Emilio Lopez-Menchero explore régulièrement les thèmes des migration et immigation, de l’exclusion et de l’aliénation dans ses interventions urbaines. Le porte-voix est l’un de ses medias de prédilection. De son porte-voix monumental, sa Pasionaria, sur le boulevard Stalingrad face à la gare du Midi (ce lieu de confluence évoque un épisode de la Guerre d’Espagne) au cri de Tarzan qui s’échappera toutes les 30 minutes de la Tour Sainte-Catherine, tout au long de la durée de cette rétrospective. Au sein de la Centrale même, une installation en grillages évoque un centre fermé dans l’ancienne prison des femmes à Bruges, prévu pour la détention de demandeurs d’asiles déboutés ou de gens en séjour illégal. Via quatre porte-voix, des voix féminines clament les nationalités recensées: “Mongolia”, “Bulgaria”… L’artiste souligne ici la contradiction au sein de la ville touristique, laquelle d’un côté attire les étrangers, de l’autre les rejette.

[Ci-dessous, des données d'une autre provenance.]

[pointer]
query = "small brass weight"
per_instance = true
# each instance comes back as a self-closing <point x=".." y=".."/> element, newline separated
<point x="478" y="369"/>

Esther Ferrer et l’identité

Pour l’occasion, Emilio Lopez-Menchero a invité Esther Ferrer, pionnière de l’art performatif depuis les années 70, également Espagnole et exilée à Paris depuis une quarantaine d’années. Son installation dénonce une Espagne à l’identité ravageuse et anthropophage. Très sobre et forte, elle est constituée d’un cercueil noir, basique, suspendu, surmonté d’une épée en forme de crucifix. Sur le mur de fond, le drapeau de la monarchie espagnole. Tandis que la voix de l’artiste reprend des textes populaires basés sur Les Chroniques de la Conquête. L’oeuvre a été réalisée en 1992, lors des commémorations du 500e anniversaire de la “découverte” de l’Amérique par Christobal Colomb, dans le cadre d’une exposition critique (qui n’a pas eu lieu). Si j’ai choisi cette pièce aujourd’hui, c’est également lié à l’identité française en déclin. Cette pièce évoque les notions de construction d’une identité nationale, la pureté de la race.